At least I had my winter stuff in the truck: shovel, come-along, tow straps, etc.
Mike was riding with me so I could bend his ear on anything that came to mind. He glanced over and asked if we had enough fuel to make it out. I explained that I normally top off my tank before venturing off-road but I didn’t have that expectation today. I said we’d be fine, but was a little worried when the ‘low fuel’ light came on.
That situation was a great opportunity to discuss the new “No Outlet Nov 6th – June 16th” sign to prevent people from getting stuck at a gate on their way out Blackwood Canyon and not being able to turn around and drive all the way back out to the Rubicon staging area be it fuel, vehicle damage, darkness, injury, etc.
We finished our day at the Middle Fork staging area discussing signage.
I ended up putting 17.4 gallons of fuel in my 19.5 gallon tank. We had plenty, but it was a long day as I didn’t get home until 5:20pm.
Here is the email I recently received from the ENF regarding the Deer Valley Trail:
You are receiving this email to inform you that a Draft Decision Notice and Finding of No Significant Impact (FONSI) for the Deer Valley 4wd Trail Meadow Restoration and Blue Lakes/Meadow Lake Road Maintenance Project has been prepared and is available for your review.

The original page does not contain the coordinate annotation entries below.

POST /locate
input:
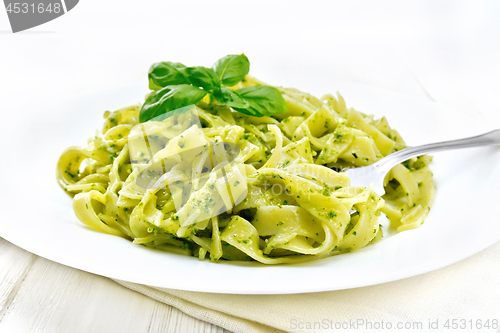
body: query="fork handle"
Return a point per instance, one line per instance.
(487, 139)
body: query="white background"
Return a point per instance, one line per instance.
(448, 51)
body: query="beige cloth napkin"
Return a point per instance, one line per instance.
(467, 292)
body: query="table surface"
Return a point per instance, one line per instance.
(448, 52)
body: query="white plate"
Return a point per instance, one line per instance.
(37, 215)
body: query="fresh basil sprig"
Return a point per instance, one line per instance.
(168, 99)
(176, 86)
(231, 69)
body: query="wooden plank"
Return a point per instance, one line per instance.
(49, 297)
(14, 265)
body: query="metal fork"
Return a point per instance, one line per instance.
(374, 174)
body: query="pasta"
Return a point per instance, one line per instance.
(214, 183)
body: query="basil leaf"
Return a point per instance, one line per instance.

See attached cover letter.
The Draft Decision Notice and FONSI, Environmental Assessment (September 2016), and Specialist Reports can be found on the Eldorado National Forest website at: http://www.fs.fed.us/nepa/nepa_project_exp.php?project=45439
This proposed decision is subject to objection pursuant to 36 CFR 218. See attached cover letter for more information on the administrative review process. The legal notice announcing the opportunity to object to the proposed decision is anticipated to be published in the Mountain Democrat on September 30, 2016.
Please let me know if you have any questions. Thank you.
Matt Brown Botanist
The next step is a 45 day “objection period”. After that, Crabtree has to issue a final decision. Unfortunately, they can and will delay enough to postpone the re-opening of the trail until next season. The season officially ends Jan 1st but will most likely it will be moved up because of wet conditions.
Cover letter to object link:
So, next year, six weeks after the snow melts at the weather monitoring site, the trail will open. Historically, that will be mid-July although it could be as early as late June or as late as mid-August.
I have asked the ENF if we can perform trail maintenance this year on the approaches and departures to both creek crossings. This would allow the work to harden over winter, a common FS practice. The ENF has not replied to my emails.